Near the end of breakfast there was a telephone call which Dodo answered first - from Hank Lemnitzer, Curtis O'Keefe's personal representative on the West Coast. Halfsuspecting the nature of the call, he took it in his own suite, closing the communicating door behind him.
The subject he had expected to be raised came up after a routine report on various financial interests - outside the hotel business - on which Lemnitzer astutely rode herd.
"There's one thing, Mr. O'Keefe" - the nasal Californian drawl came down the telephone. "It's about Jenny LaMarsh, the doll ... er, the young lady you kindly expressed interest in that time at the Beverly Hills Hotel.
You remember her?"
O'Keefe remembered well: a striking, rangy brunette with a superb figure, coolly amused smile, and a quick mischievous wit. He had been impressed both with her obvious potential as a woman and the range of her conversation. Someone had said, he seemed to recall, that she was a Vassar graduate. She had a contract of sorts with one of the smaller movie studios.
"Yes, I do."
"I've talked with her, Mr. O'Keefe - quite a few times. Anyway, she'd be pleased to go along with you on a trip. Or two."

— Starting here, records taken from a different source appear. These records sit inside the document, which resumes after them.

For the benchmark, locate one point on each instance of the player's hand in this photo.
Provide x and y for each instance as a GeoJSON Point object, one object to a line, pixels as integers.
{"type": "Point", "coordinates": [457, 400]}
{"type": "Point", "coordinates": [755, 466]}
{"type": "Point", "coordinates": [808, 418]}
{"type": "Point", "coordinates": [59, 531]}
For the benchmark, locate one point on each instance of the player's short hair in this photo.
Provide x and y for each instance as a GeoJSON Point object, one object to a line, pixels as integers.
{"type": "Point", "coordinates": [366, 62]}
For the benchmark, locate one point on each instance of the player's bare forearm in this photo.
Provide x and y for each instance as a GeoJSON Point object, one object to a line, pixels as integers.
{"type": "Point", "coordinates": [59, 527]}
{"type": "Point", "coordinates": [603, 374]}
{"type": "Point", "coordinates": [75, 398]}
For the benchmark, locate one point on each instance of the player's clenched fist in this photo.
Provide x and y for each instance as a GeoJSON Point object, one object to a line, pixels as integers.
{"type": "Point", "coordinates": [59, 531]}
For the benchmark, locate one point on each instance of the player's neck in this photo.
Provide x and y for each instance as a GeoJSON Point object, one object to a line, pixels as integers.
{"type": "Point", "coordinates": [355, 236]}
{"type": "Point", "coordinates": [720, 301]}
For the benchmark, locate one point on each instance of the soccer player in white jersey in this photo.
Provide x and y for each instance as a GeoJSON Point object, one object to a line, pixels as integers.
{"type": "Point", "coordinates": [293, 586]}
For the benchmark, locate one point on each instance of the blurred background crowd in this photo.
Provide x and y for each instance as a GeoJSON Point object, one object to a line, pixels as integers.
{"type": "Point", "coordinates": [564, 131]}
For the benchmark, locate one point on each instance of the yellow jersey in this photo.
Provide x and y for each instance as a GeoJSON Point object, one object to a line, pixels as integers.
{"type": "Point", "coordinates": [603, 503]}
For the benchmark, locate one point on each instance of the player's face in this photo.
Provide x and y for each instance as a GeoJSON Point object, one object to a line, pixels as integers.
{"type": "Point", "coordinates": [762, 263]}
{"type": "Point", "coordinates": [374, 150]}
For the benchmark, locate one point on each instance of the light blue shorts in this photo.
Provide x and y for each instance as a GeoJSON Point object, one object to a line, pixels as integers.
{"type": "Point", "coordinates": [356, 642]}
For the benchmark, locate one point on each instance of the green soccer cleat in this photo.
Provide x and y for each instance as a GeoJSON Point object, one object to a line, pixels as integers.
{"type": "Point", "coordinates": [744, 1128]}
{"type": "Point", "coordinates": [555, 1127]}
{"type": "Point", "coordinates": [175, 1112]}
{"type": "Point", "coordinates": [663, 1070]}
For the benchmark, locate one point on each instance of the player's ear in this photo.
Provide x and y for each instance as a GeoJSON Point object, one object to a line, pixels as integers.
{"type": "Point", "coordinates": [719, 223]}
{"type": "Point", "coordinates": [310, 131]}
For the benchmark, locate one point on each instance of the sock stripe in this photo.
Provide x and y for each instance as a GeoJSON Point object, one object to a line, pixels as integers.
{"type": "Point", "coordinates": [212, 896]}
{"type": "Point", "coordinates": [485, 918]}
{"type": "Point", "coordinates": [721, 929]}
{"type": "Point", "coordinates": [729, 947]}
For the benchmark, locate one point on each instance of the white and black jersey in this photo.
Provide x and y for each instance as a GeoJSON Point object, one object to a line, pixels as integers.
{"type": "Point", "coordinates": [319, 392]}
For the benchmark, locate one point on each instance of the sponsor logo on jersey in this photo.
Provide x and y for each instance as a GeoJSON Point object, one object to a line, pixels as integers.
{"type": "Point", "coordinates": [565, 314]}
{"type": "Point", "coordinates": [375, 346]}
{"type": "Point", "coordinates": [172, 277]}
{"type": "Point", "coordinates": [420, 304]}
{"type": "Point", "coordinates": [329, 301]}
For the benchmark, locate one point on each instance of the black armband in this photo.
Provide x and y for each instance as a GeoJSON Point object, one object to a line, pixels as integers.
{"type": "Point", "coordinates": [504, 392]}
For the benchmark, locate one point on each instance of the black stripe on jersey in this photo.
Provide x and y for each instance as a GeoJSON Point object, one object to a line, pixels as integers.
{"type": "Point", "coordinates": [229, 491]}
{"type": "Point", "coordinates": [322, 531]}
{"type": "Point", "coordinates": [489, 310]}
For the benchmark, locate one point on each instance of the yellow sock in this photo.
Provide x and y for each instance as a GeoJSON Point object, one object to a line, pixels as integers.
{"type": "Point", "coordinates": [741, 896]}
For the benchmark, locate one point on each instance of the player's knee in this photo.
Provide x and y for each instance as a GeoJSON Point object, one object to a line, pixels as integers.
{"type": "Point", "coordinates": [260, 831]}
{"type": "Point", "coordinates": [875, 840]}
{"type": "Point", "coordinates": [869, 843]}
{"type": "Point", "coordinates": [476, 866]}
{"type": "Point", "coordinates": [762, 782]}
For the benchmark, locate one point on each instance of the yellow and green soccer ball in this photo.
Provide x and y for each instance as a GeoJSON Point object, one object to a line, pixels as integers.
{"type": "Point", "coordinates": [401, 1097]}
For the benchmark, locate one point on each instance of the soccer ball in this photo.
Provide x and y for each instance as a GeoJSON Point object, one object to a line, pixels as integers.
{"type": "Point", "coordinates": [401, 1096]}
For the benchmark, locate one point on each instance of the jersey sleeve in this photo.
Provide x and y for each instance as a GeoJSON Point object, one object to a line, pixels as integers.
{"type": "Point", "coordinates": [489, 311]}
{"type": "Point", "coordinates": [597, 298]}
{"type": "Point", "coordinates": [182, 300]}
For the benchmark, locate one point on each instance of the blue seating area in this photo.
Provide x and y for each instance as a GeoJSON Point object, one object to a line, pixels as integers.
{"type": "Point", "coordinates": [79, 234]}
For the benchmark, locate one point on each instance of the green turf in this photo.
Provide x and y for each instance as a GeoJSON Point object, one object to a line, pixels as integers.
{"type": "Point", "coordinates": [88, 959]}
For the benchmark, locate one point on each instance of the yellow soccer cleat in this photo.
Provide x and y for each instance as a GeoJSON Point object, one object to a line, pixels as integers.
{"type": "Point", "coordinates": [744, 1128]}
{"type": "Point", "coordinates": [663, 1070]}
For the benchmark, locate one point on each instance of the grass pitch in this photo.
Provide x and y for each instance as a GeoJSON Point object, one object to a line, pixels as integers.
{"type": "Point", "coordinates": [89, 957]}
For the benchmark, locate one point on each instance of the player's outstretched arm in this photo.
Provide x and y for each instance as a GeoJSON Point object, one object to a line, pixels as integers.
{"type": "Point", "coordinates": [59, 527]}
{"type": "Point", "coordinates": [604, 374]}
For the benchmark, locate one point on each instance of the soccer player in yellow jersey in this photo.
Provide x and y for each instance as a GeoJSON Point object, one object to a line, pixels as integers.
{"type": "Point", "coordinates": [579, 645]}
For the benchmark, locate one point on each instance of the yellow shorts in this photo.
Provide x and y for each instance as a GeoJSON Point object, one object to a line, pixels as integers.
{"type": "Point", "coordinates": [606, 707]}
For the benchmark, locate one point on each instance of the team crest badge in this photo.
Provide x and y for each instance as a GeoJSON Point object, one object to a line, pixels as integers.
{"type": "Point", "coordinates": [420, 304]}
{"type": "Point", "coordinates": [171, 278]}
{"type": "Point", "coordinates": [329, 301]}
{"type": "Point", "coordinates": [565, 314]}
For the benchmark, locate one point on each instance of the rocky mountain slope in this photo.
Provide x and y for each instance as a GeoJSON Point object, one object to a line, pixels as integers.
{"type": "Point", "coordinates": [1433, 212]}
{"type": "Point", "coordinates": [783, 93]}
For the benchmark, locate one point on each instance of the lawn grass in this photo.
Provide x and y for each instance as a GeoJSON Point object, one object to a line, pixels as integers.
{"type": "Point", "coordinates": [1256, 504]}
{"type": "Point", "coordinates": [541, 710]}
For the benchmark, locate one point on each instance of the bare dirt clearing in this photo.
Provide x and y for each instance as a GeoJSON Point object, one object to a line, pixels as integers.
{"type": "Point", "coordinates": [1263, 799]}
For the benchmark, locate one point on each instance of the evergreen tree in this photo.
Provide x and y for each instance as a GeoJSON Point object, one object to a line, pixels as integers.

There was no need to ask if Miss LaMarsh knew the kind of relationship her trip would entail. Hank Lemnitzer would have taken care of that. The possibilities, Curtis O'Keefe admitted to himself, were interesting.
Conversation, as well as other things with Jenny LaMarsh, would be highly stimulating. Certainly she would have no trouble holding her own with people they met together. Nor would she be torn by indecisions about things as simple as choosing fruit juice.
But, surprising himself, he hesitated,
"There's one thing I'd like to ensure, and that's Miss Lash's future."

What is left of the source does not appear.